Richard Jackson, who has a cattle and grain operation near Rudyard, agreed.
"(The rain) was really good for agriculture. I would say, give us another three weeks and we'll need something on top again. This won't get us through for a real good year, but it goes a long ways toward it," he said.
The National Weather Service reported 3.49 inches of rain falling at the Havre City-County Airport from 6 a.m. Friday through 6 a.m. today. That compares with a total for the year of 2.42 inches on June 1, 1.59 inches of which fell in May.
The rainfall brought Havre above the yearly average to date 1.22 inches above normal this morning for the first time this year.
The levels of the Milk River, Fresno Reservoir and the St. Mary Diversion irrigation project that feeds the Milk are well above the levels they were last year at this time. But that doesn't mean water restrictions in the area will end.
Jeff Jensen, superintendent of the Havre water plant, said the city hasn't had time to decide whether to end restrictions. Havre residents can only water on alternating days.
The restrictions were put in place for conservation, not because Havre didn't have enough water, Jensen said. Communities downstream from Havre also depend on the Milk for municipal water, and ag producers depend on it for irrigation water.
Havre officials voiced concerns when the city put the restrictions in place on April 24 that using too much water could hurt communities downstream.
Bob Painter, supervisor of the Chinook water plant, said Chinook has gone from having too little water to having too much muddy water.
"I'm having trouble making water right now, there's so much dirt in the water," he said.
The plant is using three times as many chemicals to treat the water as it normally does, and is having to shut down to clean filters twice as often as normal, Painter said.
The conservation restrictions Chinook has could continue, he added. While the rain is helpful, there could still be a long, hot summer, Painter said.
Jensen also said a huge amount of sediment is expected to hit the Havre water plant, which will slow down water treatment.
How much effect the rainfall has on springs, wells and reservoirs is still to be seen. Local water-well drillers were extremely busy last fall and over the winter replacing water supplies that had dried out.
Producers at the time said wells and springs that had never dried up in several generations were giving out last year.
The rain has helped some with reservoirs, Jackson said. Some on his land are now between a third and a half full much better than last fall.
"There was nothing in there then," he said.

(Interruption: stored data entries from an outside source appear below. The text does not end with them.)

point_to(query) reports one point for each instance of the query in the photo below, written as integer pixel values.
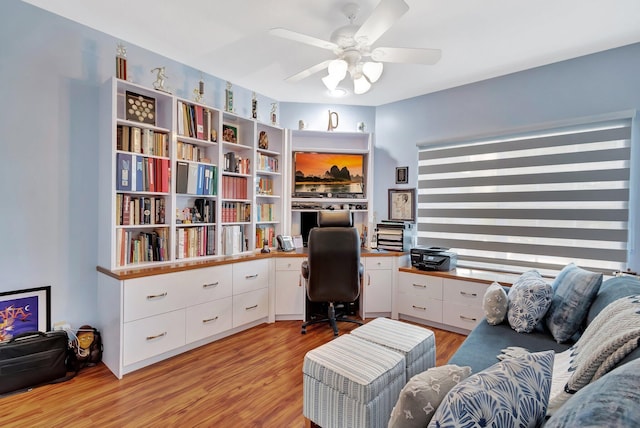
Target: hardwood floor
(251, 379)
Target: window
(536, 200)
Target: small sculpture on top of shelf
(254, 106)
(121, 62)
(161, 76)
(263, 140)
(274, 116)
(228, 98)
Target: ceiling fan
(353, 47)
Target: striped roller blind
(539, 200)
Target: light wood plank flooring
(251, 379)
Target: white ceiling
(479, 39)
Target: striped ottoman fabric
(417, 344)
(350, 382)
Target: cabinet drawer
(463, 292)
(152, 336)
(420, 286)
(250, 276)
(207, 284)
(208, 318)
(462, 316)
(289, 263)
(427, 309)
(251, 306)
(378, 263)
(144, 297)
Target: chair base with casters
(332, 318)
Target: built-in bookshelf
(180, 180)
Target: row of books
(234, 187)
(142, 140)
(133, 247)
(235, 163)
(267, 163)
(191, 152)
(234, 240)
(133, 210)
(197, 241)
(195, 121)
(236, 212)
(265, 233)
(265, 212)
(196, 179)
(142, 174)
(264, 186)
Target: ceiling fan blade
(407, 55)
(381, 19)
(308, 72)
(302, 38)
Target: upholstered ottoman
(417, 344)
(350, 382)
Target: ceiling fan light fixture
(373, 70)
(361, 85)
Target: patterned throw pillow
(511, 393)
(574, 291)
(611, 401)
(529, 299)
(495, 304)
(422, 395)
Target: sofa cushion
(495, 304)
(610, 401)
(513, 392)
(529, 300)
(574, 289)
(422, 395)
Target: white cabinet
(377, 290)
(289, 289)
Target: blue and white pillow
(529, 299)
(511, 393)
(574, 289)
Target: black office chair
(333, 271)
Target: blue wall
(51, 70)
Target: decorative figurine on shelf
(254, 106)
(198, 93)
(121, 62)
(161, 76)
(265, 246)
(228, 98)
(263, 140)
(274, 117)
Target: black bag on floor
(33, 358)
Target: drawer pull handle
(213, 284)
(157, 296)
(164, 333)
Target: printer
(433, 258)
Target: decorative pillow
(511, 393)
(495, 304)
(422, 395)
(529, 300)
(574, 291)
(611, 401)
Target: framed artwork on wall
(402, 205)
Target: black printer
(433, 258)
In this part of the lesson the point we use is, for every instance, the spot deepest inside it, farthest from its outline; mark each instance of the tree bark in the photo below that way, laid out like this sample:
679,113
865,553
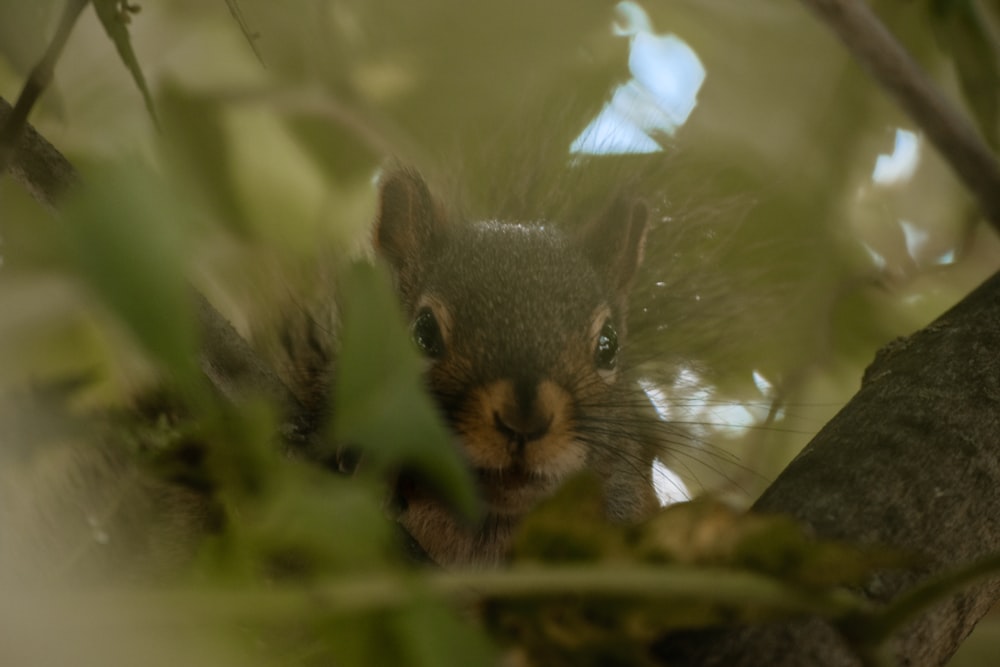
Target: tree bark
912,461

The precipitation from April on has had an effect on crops and pasture, Jackson said. How well the crops turn out depends on the weather in the next month or two.
"It looks nice now, everything is green. I think we'll get something," he said. "It depends on the wind and how hot it gets."

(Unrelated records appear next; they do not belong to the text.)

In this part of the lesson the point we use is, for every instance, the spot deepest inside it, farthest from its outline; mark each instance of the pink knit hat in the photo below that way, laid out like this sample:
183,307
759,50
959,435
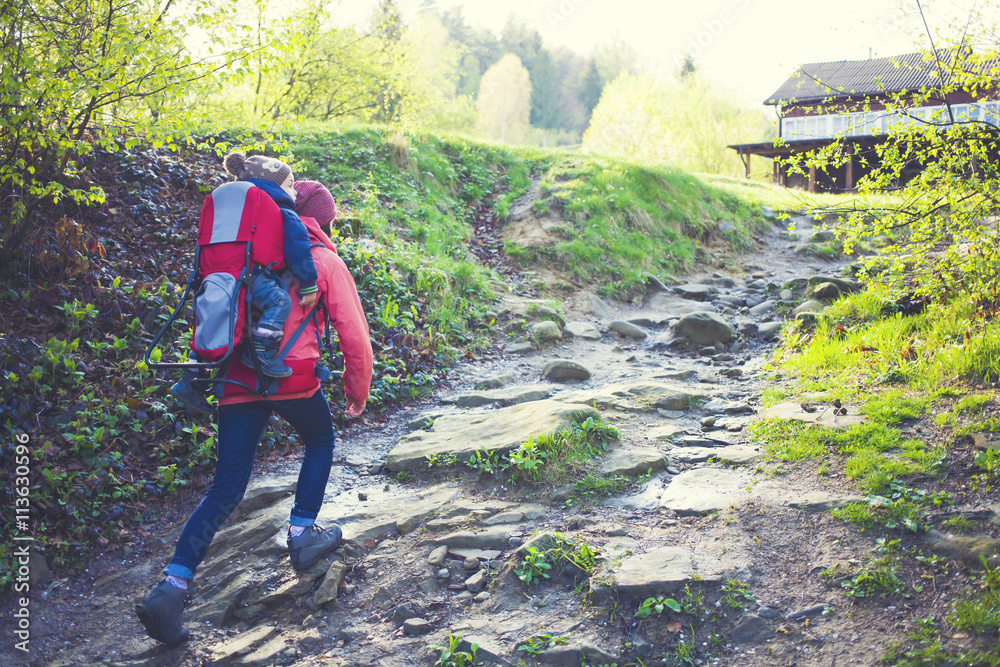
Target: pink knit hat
315,201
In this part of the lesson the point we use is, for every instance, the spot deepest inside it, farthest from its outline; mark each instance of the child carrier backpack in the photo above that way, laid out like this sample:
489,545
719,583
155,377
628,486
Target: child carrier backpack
240,227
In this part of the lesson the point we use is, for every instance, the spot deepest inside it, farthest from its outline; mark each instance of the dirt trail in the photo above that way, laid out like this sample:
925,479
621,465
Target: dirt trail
743,526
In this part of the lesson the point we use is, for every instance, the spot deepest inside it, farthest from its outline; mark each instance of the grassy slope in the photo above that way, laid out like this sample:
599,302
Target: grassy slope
927,383
108,445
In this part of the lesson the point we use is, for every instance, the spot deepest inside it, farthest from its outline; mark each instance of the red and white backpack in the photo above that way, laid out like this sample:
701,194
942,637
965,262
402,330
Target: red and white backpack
240,227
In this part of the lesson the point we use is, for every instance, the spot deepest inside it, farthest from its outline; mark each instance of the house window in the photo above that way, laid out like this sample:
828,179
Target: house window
990,113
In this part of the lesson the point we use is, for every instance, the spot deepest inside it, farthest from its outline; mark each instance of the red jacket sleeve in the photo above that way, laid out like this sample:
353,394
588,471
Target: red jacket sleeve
348,319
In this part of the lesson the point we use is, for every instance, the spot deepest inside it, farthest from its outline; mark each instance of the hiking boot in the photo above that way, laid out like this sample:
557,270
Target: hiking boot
267,356
192,397
160,613
312,545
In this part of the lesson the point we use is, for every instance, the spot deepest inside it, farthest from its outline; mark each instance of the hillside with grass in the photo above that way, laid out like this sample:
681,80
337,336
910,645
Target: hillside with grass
421,228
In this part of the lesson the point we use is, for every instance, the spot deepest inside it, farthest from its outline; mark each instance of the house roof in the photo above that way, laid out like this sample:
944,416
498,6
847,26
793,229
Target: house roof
817,81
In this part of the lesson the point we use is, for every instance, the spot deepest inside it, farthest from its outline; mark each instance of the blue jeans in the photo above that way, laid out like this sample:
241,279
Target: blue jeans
270,296
240,428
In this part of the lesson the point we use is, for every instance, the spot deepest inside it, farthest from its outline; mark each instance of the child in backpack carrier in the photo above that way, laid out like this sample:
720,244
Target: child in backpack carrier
267,293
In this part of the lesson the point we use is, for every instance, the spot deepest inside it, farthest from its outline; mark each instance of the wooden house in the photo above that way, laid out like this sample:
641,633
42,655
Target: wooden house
823,102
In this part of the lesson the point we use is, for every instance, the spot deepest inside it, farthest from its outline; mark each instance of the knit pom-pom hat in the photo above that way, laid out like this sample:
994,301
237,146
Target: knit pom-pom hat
312,199
258,166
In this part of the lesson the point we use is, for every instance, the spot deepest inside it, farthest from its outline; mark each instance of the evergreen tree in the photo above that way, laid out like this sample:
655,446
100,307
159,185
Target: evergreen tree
545,92
590,90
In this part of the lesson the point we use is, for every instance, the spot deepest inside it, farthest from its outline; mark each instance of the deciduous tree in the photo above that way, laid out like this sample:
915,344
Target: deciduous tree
505,100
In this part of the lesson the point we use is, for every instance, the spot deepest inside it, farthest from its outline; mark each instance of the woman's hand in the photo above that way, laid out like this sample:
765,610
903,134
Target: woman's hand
354,408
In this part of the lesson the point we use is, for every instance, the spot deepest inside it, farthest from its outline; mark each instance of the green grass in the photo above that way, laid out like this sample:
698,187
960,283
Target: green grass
872,454
861,344
622,221
931,372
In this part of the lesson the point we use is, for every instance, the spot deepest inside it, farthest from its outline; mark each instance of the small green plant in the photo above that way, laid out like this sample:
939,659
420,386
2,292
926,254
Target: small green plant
658,605
77,314
959,524
988,460
538,644
441,460
737,594
685,652
879,580
451,656
534,566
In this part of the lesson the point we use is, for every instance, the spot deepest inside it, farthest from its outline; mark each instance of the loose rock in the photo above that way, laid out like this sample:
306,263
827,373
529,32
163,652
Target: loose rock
416,626
628,330
705,328
564,369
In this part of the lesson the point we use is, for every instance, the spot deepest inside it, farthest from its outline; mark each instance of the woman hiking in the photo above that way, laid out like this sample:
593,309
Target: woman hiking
299,399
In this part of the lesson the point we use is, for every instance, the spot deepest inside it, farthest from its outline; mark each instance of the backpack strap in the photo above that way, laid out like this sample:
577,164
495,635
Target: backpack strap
287,347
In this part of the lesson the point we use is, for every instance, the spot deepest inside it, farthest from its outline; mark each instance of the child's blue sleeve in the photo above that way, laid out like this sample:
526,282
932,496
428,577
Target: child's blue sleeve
298,252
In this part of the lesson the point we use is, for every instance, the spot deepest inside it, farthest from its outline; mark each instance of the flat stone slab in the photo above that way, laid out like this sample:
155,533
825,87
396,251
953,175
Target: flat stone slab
739,454
243,643
504,396
520,348
721,407
502,430
704,490
564,369
598,306
663,395
763,307
627,329
665,433
634,462
705,328
821,501
695,291
517,515
640,396
492,537
584,330
469,552
769,330
660,571
674,305
811,306
370,521
823,415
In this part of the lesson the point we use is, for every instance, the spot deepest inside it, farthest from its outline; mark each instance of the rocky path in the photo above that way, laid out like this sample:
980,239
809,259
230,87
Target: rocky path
739,543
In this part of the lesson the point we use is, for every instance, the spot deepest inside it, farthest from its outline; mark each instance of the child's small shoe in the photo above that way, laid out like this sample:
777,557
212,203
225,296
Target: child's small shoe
185,392
266,349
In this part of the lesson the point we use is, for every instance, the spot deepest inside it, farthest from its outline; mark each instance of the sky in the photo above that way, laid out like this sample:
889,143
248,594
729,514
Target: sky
748,46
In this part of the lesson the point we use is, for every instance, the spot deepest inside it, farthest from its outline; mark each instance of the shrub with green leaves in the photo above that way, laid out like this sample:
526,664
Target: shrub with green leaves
534,566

Part of the need for future moisture depends on how early people planted their crops, Woods said. If the crops were planted early and sent roots deep into the soil, the moisture this recent rain put in the subsoil will help, she said.
If crops were planted later and haven't sent roots deep, it won't help as much, Woods said.

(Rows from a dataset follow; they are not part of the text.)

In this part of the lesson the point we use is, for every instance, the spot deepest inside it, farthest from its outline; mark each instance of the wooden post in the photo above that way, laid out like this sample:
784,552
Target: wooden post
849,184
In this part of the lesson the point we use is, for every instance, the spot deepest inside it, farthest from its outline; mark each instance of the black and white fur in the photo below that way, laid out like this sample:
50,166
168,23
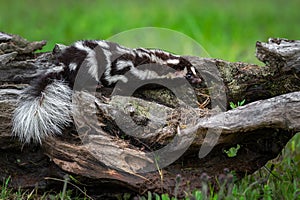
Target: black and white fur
44,107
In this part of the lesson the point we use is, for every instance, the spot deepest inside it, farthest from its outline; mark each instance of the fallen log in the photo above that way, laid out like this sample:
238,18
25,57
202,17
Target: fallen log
173,139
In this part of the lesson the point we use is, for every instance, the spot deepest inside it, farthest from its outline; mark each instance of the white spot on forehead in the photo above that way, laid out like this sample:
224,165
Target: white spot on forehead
123,50
93,65
72,66
173,61
115,78
121,64
193,70
103,44
80,46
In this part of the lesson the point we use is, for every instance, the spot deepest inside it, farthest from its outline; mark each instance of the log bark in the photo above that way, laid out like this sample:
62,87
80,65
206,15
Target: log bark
107,158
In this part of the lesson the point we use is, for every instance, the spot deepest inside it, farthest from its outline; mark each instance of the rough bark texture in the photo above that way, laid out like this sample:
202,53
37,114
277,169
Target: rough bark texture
261,128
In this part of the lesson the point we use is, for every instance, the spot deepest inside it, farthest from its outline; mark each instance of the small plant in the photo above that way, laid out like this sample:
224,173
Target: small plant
232,152
240,103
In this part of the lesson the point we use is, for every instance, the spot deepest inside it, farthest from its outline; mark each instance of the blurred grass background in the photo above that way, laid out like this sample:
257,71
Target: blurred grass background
226,29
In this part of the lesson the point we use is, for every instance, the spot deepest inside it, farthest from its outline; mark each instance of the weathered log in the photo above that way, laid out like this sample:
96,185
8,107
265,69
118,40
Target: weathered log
105,154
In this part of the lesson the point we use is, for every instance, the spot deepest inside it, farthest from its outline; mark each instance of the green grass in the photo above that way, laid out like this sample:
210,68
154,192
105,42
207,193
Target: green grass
226,29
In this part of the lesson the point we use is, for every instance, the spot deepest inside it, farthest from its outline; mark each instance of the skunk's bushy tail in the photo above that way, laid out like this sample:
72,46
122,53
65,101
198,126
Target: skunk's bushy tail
43,110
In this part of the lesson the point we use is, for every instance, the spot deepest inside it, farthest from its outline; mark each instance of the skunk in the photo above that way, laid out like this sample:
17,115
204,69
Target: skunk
44,108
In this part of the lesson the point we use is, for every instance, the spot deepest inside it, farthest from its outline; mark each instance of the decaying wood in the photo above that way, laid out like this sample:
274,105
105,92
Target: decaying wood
107,158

The effect the rain has on grazing on Conservation Reserve Program land has yet to be seen. The U.S. Department of Agriculture began May 22 to allow grazing on CRP land in many Montana counties.
Mike Zook, executive director of the Farm Service Agency in Hill County, said the local CRP committee will review grazing at its meeting Monday. The committee is required to review the need for grazing on a monthly basis, he said.
There are some problems with ending the grazing now, Zook added. Producers who have already paid the fees would be required to stop grazing, and the summer could still have limited forage, he said.
"Just because we've had some wonderful showers that are likely to help, we aren't out of the woods yet," he said.
Jackson, whose operation concentrates on cattle, said the CRP grazing was a lifesaver.
"Our cattle are in that (CRP land) right now. If it hadn't been for that, I don't know what we would have done," he said.
The need for CRP grazing through the summer remains to be seen, Jackson said, adding that most pasture grass usually is done growing by June.
The native grasses depend on cooler weather for full growth, so the shape of pastures will depend on how hot the next few weeks are, he said.